Detection of Correlated Random Vectors
This addresses a fundamental hypothesis testing problem in statistics and information theory, with potential applications in signal processing and data analysis, though it appears incremental in extending to multi-dimensional generalizations.
The paper tackles the problem of detecting correlation between two standard normal random vectors, analyzing thresholds for optimal testing as a function of vector dimension and correlation strength, and finds information-theoretic limits with a novel technique revealing connections to integer partition functions.
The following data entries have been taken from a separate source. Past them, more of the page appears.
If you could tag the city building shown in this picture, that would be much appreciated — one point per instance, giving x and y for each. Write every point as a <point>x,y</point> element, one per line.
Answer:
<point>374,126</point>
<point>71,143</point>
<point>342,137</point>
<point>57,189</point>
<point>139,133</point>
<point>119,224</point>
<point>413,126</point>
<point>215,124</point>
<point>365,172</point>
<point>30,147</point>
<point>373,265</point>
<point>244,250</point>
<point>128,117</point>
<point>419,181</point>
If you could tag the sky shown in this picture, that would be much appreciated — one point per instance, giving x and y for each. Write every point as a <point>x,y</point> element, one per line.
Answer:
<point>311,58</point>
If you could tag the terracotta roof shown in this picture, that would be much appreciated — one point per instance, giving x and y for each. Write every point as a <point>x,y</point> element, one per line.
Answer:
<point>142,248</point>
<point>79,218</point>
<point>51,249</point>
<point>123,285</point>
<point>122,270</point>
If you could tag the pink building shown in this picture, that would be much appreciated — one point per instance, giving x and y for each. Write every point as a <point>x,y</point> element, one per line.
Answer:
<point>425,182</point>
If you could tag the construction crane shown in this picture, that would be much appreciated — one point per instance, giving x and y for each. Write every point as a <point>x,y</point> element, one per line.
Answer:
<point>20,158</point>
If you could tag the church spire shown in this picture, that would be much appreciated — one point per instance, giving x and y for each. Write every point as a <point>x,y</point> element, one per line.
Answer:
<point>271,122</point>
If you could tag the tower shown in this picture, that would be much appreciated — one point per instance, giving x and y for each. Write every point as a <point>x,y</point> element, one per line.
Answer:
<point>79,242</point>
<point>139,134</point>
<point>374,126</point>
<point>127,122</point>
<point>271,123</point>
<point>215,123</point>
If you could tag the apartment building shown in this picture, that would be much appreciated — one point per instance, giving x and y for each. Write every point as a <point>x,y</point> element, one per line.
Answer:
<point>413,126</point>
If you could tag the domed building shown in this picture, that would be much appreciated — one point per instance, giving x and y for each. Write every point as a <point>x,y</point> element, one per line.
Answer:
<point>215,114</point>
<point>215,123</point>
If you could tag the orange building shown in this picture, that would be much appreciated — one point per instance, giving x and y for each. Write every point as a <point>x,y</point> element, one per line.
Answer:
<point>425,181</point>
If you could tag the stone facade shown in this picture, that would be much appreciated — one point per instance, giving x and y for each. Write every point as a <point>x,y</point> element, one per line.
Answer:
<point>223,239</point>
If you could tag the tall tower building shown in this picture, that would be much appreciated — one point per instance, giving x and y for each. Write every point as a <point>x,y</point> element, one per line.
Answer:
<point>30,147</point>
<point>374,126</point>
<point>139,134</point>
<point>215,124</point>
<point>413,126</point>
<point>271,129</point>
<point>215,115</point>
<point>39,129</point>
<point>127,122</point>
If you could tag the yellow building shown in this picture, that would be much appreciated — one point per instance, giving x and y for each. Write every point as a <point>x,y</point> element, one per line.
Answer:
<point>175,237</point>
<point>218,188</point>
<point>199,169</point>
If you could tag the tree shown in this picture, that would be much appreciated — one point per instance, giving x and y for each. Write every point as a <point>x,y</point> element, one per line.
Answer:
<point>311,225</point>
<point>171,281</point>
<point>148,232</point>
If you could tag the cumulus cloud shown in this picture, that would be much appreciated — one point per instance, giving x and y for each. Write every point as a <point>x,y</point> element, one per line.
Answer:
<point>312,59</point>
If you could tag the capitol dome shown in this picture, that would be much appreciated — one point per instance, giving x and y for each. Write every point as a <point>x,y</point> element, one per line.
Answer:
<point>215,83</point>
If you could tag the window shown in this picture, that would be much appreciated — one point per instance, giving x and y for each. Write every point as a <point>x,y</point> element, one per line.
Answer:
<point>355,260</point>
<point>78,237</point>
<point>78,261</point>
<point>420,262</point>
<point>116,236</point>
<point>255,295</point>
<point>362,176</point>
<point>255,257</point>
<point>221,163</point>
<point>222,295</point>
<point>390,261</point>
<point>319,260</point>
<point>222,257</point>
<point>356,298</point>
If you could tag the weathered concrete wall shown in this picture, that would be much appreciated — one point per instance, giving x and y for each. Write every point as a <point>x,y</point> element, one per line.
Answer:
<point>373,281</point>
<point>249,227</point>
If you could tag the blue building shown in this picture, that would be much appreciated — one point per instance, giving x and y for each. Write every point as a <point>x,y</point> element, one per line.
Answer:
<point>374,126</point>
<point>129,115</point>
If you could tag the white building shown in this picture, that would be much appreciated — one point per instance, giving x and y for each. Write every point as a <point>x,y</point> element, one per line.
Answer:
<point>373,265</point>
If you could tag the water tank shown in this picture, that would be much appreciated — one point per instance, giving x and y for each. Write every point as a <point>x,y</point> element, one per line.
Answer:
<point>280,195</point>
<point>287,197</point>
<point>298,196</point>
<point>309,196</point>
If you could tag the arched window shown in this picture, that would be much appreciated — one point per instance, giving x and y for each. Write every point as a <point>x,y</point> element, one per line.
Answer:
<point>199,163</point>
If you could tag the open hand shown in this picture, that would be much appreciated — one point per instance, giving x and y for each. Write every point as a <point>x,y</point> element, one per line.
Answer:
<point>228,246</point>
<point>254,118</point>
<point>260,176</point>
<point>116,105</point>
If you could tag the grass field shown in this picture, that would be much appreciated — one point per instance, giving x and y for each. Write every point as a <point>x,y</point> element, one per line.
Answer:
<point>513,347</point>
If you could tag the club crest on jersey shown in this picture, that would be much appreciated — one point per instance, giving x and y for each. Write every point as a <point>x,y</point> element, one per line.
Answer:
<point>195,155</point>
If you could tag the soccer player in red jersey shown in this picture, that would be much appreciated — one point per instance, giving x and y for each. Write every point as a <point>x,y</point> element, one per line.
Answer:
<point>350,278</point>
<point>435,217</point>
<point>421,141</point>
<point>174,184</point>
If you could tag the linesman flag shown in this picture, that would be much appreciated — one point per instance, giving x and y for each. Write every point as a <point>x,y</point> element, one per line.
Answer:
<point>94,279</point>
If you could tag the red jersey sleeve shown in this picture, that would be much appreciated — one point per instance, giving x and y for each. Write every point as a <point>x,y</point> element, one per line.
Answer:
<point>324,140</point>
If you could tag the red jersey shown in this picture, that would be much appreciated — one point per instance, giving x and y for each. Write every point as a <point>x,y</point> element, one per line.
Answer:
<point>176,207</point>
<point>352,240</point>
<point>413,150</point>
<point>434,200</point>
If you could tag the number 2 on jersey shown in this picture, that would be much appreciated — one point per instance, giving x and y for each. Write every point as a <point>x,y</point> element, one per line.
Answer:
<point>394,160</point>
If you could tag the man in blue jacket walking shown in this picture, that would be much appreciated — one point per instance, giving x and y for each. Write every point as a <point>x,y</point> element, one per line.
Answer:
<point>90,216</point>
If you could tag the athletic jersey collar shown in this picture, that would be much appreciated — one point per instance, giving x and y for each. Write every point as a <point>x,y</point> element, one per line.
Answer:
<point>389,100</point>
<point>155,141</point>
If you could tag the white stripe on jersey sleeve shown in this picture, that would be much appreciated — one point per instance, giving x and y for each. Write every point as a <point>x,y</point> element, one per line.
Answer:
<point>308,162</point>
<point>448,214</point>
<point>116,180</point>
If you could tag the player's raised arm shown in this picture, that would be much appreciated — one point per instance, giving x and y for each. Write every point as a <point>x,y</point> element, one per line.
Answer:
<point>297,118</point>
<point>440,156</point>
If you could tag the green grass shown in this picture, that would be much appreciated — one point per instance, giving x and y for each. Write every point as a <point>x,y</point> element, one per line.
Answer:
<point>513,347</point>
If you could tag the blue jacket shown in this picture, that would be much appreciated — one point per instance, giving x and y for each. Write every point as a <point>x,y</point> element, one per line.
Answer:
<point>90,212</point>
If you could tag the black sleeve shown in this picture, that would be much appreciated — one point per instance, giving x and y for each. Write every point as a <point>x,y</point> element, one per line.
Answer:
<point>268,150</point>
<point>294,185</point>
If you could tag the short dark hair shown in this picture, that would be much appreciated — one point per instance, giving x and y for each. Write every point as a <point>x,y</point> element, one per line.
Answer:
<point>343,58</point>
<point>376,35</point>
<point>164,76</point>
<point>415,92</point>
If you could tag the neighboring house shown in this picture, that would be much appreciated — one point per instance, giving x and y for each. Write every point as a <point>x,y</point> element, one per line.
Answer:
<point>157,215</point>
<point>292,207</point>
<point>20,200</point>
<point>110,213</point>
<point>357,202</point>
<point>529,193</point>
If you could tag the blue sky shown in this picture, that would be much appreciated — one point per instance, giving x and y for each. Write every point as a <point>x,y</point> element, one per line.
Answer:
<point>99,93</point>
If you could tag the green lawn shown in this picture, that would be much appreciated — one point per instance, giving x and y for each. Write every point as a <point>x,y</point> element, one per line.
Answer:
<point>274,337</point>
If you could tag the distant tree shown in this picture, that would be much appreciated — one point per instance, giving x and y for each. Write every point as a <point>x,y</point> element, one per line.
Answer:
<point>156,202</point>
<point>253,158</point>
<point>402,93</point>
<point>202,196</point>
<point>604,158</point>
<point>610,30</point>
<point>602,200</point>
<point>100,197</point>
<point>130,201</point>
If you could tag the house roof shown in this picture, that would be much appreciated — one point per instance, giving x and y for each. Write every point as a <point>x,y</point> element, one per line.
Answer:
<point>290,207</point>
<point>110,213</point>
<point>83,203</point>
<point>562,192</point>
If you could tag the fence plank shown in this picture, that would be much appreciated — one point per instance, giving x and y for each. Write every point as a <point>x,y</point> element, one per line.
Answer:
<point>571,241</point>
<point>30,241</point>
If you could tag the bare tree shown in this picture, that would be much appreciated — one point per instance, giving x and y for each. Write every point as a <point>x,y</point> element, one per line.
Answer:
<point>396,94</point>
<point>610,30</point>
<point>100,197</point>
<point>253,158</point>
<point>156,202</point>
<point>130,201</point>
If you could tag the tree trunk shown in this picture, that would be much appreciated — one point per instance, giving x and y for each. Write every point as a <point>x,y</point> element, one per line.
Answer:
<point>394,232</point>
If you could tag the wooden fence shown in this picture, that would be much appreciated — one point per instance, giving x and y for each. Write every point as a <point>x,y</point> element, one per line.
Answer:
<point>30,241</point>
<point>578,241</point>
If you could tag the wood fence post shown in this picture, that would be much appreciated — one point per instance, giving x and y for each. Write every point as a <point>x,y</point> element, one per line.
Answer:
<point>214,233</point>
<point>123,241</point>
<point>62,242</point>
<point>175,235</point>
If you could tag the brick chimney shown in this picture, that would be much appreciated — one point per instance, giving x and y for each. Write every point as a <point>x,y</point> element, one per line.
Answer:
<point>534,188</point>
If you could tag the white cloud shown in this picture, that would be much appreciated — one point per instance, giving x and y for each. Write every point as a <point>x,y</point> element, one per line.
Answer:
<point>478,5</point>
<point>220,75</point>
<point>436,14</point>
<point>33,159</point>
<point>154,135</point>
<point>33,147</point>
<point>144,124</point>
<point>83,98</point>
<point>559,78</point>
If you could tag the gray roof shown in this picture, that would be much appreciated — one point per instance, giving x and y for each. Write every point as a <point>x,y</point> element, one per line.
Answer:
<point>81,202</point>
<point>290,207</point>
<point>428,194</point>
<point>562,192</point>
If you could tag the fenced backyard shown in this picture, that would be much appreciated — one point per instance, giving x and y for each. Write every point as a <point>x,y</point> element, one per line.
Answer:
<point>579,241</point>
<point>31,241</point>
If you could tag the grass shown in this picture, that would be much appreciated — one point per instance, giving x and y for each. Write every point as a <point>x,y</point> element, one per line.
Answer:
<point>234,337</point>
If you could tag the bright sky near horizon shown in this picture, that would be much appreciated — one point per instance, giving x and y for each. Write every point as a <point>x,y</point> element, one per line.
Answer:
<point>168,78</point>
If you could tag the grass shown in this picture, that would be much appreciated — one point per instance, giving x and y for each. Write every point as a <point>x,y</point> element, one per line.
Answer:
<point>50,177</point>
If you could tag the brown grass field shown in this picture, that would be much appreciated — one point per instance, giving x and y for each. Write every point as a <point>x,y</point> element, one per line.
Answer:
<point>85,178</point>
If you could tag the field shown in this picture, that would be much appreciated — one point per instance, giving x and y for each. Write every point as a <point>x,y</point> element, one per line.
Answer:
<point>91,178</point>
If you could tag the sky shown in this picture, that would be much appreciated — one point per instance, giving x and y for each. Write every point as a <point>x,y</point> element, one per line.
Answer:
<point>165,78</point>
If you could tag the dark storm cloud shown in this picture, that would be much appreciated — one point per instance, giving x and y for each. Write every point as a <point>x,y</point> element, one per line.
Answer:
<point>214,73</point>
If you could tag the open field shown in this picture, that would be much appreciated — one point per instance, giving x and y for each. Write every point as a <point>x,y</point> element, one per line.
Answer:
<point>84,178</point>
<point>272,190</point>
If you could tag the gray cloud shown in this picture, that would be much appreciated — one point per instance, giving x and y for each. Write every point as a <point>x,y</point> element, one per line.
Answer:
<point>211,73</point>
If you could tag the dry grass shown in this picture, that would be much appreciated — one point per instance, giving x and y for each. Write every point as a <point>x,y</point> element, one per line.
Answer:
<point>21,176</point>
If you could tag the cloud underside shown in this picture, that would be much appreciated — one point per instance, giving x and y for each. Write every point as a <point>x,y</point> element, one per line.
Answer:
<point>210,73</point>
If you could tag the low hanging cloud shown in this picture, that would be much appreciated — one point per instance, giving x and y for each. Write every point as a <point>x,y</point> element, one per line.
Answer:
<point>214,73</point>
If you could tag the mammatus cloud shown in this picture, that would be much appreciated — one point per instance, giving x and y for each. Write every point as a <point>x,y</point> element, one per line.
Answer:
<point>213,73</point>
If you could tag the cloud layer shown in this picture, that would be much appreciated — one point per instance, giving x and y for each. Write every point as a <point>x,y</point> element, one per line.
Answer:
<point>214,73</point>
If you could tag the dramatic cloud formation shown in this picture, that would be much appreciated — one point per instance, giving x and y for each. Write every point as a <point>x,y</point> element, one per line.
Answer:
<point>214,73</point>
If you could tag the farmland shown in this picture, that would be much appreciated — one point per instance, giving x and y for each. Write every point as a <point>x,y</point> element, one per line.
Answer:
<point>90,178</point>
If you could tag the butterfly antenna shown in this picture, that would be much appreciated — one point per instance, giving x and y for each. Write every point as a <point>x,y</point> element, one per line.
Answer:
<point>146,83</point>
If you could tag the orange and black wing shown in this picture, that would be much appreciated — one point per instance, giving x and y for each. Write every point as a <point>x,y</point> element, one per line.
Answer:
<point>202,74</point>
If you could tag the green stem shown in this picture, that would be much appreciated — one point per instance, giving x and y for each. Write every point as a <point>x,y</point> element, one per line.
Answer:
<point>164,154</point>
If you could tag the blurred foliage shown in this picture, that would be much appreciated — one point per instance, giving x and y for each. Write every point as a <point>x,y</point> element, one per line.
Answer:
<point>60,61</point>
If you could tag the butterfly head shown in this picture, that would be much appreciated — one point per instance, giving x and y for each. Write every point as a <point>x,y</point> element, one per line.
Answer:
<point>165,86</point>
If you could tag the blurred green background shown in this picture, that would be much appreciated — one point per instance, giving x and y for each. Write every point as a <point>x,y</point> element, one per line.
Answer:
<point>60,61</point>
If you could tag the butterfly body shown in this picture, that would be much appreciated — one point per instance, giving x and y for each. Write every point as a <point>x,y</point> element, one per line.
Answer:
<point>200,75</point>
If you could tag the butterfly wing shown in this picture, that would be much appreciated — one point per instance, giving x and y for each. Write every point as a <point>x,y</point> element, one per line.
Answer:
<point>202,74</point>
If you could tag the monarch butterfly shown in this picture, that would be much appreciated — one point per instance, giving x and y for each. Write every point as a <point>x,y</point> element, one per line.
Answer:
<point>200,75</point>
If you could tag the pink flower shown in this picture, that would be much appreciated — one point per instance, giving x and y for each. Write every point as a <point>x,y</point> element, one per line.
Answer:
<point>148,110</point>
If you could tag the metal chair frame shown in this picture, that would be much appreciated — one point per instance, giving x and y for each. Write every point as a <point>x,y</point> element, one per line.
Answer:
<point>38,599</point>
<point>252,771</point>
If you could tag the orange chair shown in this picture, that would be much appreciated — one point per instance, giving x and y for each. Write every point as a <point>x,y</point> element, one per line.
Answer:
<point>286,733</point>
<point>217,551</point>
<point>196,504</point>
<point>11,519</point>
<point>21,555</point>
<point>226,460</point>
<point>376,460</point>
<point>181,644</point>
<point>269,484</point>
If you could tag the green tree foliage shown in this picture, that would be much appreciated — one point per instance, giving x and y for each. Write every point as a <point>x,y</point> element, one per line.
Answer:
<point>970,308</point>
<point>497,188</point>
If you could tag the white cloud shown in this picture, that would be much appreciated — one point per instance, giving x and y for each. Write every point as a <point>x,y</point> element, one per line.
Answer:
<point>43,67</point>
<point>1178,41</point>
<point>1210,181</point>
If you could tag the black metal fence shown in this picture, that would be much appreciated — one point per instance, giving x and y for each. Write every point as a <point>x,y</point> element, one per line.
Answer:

In this paper, we investigate the problem of deciding whether two standard normal random vectors $\mathsf{X}\in\mathbb{R}^{n}$ and $\mathsf{Y}\in\mathbb{R}^{n}$ are correlated or not. This is formulated as a hypothesis testing problem, where under the null hypothesis, these vectors are statistically independent, while under the alternative, $\mathsf{X}$ and a randomly and uniformly permuted version of $\mathsf{Y}$, are correlated with correlation $ρ$. We analyze the thresholds at which optimal testing is information-theoretically impossible and possible, as a function of $n$ and $ρ$. To derive our information-theoretic lower bounds, we develop a novel technique for evaluating the second moment of the likelihood ratio using an orthogonal polynomials expansion, which among other things, reveals a surprising connection to integer partition functions. We also study a multi-dimensional generalization of the above setting, where rather than two vectors we observe two databases/matrices, and furthermore allow for partial correlations between these two.